Out of these teams have come FOSS apps like, a platform that enables “individuals and organisations to run trials of varying sizes” – and backed by Ben Goldacre’s as it “helps to spread the idea of randomised trials, advocate for their wider use, and normalise them in the public imagination.”

Not all medical software has a political aim, of course. oPortfolio – “a better NHS portfolio” – is simply aimed at helping anyone progressing through a medical career and finding themselves hampered by the dreadful ePortfolio software currently available to them.

Indeed the NHS’s ePortfolio is so notoriously bad that Dr Laura-Jane Smith started the “ePortfolio Data Liberation Front”, and at 2012’s Liverpool NHS Hack Day spoke movingly on the need to “liberate data” from it, inspiring an app worked on with Python hacker Nicholas Tollervey, and Dr Marcus Baw, that won a ScraperWiki prize.

Healthier, happier

There’s much energy and ingenuity going into solving health problems, particularly in the North West, but can hackers save health care? Not on their own – the NHS has huge problems in particular with management and training – but the kind of agile, low-cost solutions that can make practical differences to people’s lives is coming out of hack days and free software.
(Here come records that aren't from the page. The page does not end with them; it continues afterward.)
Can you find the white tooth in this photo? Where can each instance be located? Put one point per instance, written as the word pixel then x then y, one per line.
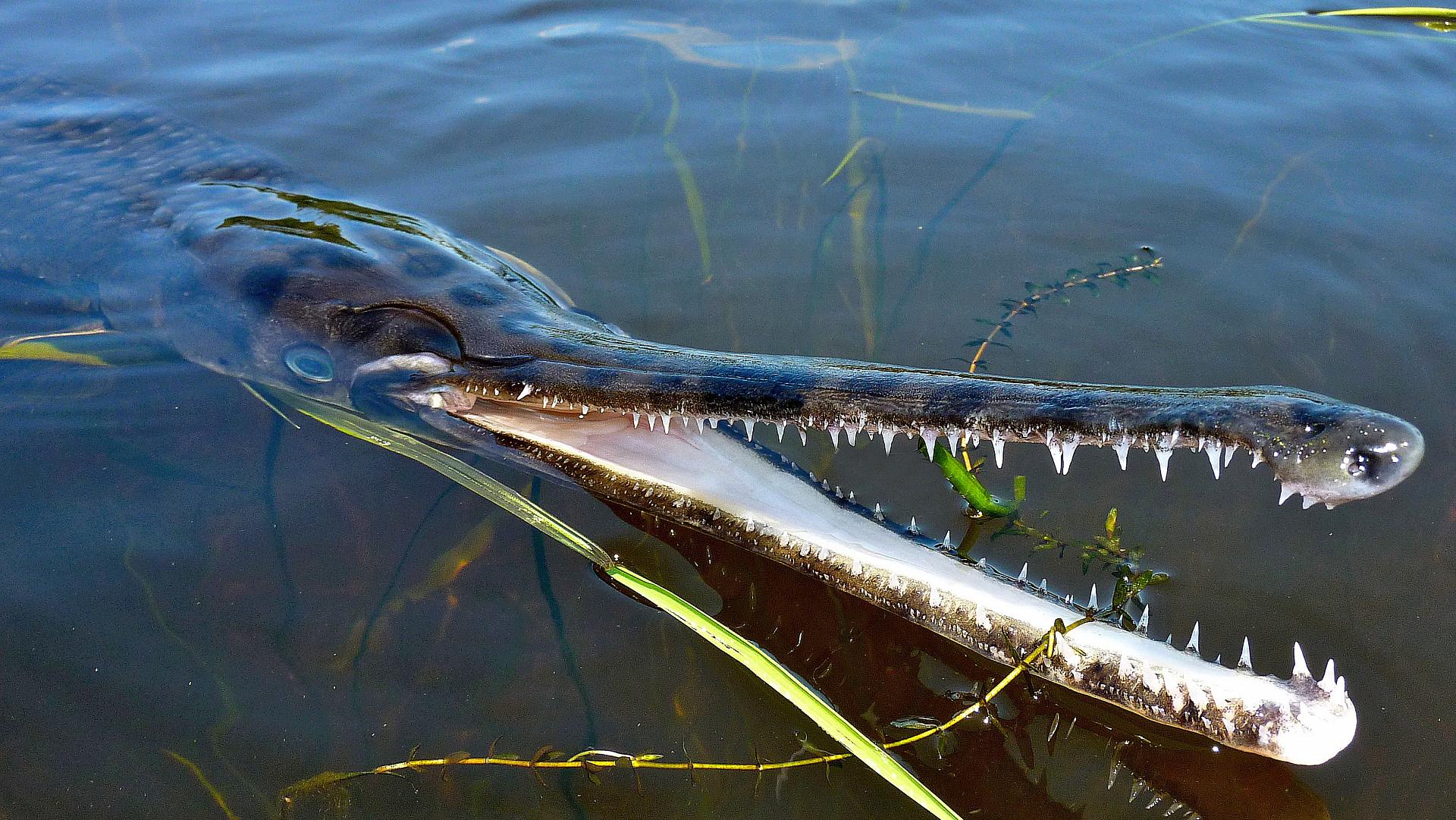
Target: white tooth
pixel 1122 449
pixel 1055 448
pixel 1068 448
pixel 1301 671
Another product is the regional boost to industry, as small tech companies thrive in this new collaborative health ecosystem. This is particularly the case in the North West, where Connected Liverpool’s vision of public health as
a driver for smart cities through preventative measures – “cities empowered by maker communities to be healthier and happier”, in the words of Max Zadow – is a thread running through much of the assisted living development work.

It’s not just the North West – Health Hacks at both ends of Ireland, and medical technology startup companies across Britain, are showing practitioners the way. In 2010, when the comprehensive spending review was launched, a Treasury spokesperson said: “Anyone who thinks the review is just about saving money is missing the point. This is a once-in-a- generation opportunity to transform the way that government works.”
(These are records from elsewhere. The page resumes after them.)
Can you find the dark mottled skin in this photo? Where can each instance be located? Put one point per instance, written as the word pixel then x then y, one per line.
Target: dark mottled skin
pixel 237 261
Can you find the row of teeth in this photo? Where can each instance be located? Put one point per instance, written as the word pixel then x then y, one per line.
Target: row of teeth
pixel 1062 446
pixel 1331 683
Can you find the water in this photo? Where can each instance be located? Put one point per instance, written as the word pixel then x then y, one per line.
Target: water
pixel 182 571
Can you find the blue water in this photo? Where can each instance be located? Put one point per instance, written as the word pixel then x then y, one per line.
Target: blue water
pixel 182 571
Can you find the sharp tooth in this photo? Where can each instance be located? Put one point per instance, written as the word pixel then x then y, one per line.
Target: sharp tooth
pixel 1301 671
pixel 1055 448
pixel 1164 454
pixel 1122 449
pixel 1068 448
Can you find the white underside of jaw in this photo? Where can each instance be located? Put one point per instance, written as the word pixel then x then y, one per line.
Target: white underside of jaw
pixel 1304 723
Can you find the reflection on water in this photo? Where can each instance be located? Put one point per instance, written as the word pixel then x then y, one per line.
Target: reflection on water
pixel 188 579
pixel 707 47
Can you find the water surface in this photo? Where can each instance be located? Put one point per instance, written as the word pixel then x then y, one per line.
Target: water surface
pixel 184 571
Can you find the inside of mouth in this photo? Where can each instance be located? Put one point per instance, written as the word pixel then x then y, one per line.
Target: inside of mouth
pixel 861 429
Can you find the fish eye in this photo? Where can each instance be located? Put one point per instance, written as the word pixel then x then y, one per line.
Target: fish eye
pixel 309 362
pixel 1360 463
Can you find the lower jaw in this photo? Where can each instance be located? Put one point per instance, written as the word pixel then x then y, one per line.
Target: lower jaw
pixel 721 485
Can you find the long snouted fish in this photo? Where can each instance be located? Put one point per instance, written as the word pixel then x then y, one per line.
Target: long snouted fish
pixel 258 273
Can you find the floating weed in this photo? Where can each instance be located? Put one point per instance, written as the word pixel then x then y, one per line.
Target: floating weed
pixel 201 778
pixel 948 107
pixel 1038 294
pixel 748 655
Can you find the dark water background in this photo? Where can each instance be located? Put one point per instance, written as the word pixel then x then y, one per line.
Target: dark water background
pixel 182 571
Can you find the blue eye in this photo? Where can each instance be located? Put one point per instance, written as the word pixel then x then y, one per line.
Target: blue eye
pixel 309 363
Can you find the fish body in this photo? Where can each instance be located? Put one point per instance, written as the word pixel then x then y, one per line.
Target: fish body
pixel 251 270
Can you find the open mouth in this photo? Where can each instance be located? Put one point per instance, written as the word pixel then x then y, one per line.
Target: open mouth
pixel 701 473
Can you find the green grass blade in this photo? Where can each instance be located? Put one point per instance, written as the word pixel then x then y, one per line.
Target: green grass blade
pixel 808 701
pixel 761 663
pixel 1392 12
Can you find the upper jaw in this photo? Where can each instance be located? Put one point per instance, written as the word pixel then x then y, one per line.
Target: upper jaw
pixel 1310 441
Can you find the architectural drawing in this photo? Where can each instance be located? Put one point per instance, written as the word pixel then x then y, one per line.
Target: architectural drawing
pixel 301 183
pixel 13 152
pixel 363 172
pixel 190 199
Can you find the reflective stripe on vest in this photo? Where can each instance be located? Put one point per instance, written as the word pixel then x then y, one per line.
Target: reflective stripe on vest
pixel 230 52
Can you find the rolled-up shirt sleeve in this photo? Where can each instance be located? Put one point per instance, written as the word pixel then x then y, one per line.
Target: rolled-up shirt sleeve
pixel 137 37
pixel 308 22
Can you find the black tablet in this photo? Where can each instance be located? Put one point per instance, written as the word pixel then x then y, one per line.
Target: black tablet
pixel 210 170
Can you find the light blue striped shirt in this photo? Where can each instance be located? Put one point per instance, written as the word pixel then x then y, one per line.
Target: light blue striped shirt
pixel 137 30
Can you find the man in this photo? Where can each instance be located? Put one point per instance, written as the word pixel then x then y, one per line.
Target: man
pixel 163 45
However, ring-fenced budgets have protected the NHS from this, despite pressure coming from population factors and cuts to social care. Given this, pressure for change must come from below, too – and collaboratively produced work of doctors and carers, with FOSS developers, responding quickly to real needs, is convincing many health and social care managers that useful changes are not just desirable, but actually possible.